A lot of people seem to be in a rush to blame the spam deluge on the lack of authentication provided by the venerable Simple Mail Transfer Protocol (SMTP) standard. The truth is, existence of SMTP authentication would, by itself, do almost nothing to alleviate the spam problem. It’s important to understand what SMTP authentication really adds to the equation, how it might be useful in the fight against spam and what are its limitations.
There are two kinds of authentication. One is domain based authentication—a mechanism that connects each sender of an e-mail to his or her domain name. Several such schemes have been proposed recently, most notably Reverse MX and SPF, which provide the recipient with an assurance that the e-mail actually originated from the sender’s domain name. For example, if you receive mail from [email protected], and wonderland.com was participating in one of the domain authentication schemes, you could be sure that her e-mails actually originated from wonderland.com.

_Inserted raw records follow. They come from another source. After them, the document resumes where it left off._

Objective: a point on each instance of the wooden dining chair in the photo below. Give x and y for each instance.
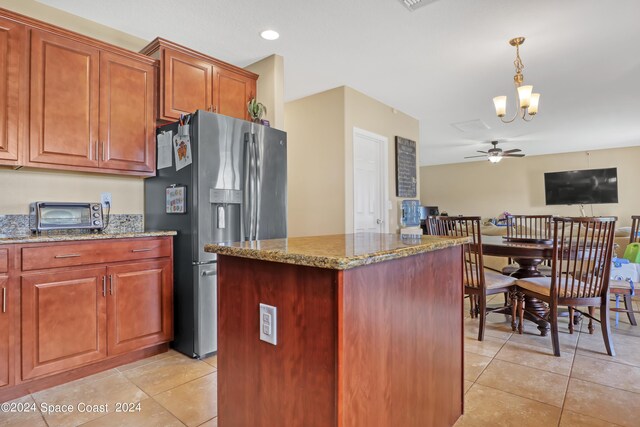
(623, 288)
(588, 243)
(478, 281)
(528, 227)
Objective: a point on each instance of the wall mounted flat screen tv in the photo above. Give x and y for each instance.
(581, 187)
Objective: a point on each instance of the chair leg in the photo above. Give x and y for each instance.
(628, 305)
(521, 308)
(514, 308)
(483, 314)
(571, 313)
(472, 310)
(553, 323)
(606, 331)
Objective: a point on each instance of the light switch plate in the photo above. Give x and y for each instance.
(268, 324)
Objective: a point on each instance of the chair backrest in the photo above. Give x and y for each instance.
(585, 245)
(529, 226)
(635, 229)
(463, 226)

The second kind of authentication is identity authentication with digital signatures, in which the sender digitally signs the e-mail such that it can be verified by the recipient with help of sender’s public key. PGP has been used for identity authentication for the last 10 years by the cryptography and security community, but has not been widely integrated into e-mail applications.
Both kind of authentications have one thing in common: they allow us to trust the “From” field. But what would we do next? Should we “whitelist” known correspondents and quarantine the mail from unknown people in a folder labeled something like, “potential spam”? Clearly, that just shifts the problem from Inbox to the “potential spam” folder; we’d still have to sift through the spam to get at legit messages. We could issue challenge/responses to unknown but authenticated senders. Several challenge/response tools exist today (Spam Arrest, Matador, etc.) that respond to unknown senders with a graphical or analytical question to establish they are indeed human (as opposed to spam-spewing automata). Such systems are flawed without authentication, however, since they end up sending challenges to whatever fake address the spammer puts in the From field. Authentication would benefit these systems but challenge/response interactions alter the e-mail experience (and don’t work for mailing lists), and is perhaps the least desired “solution” to spam. We could use network origination information coupled with sender’s e-mail addresses as a vector in a statistical spam filtration system. Cloudmark does this to some extent already and SPF based systems intend to do this as well; the technique turns out to be a decent metric to prioritize and filter e-mail. However, it’s does not “solve” the spam problem better than filtration technologies available today.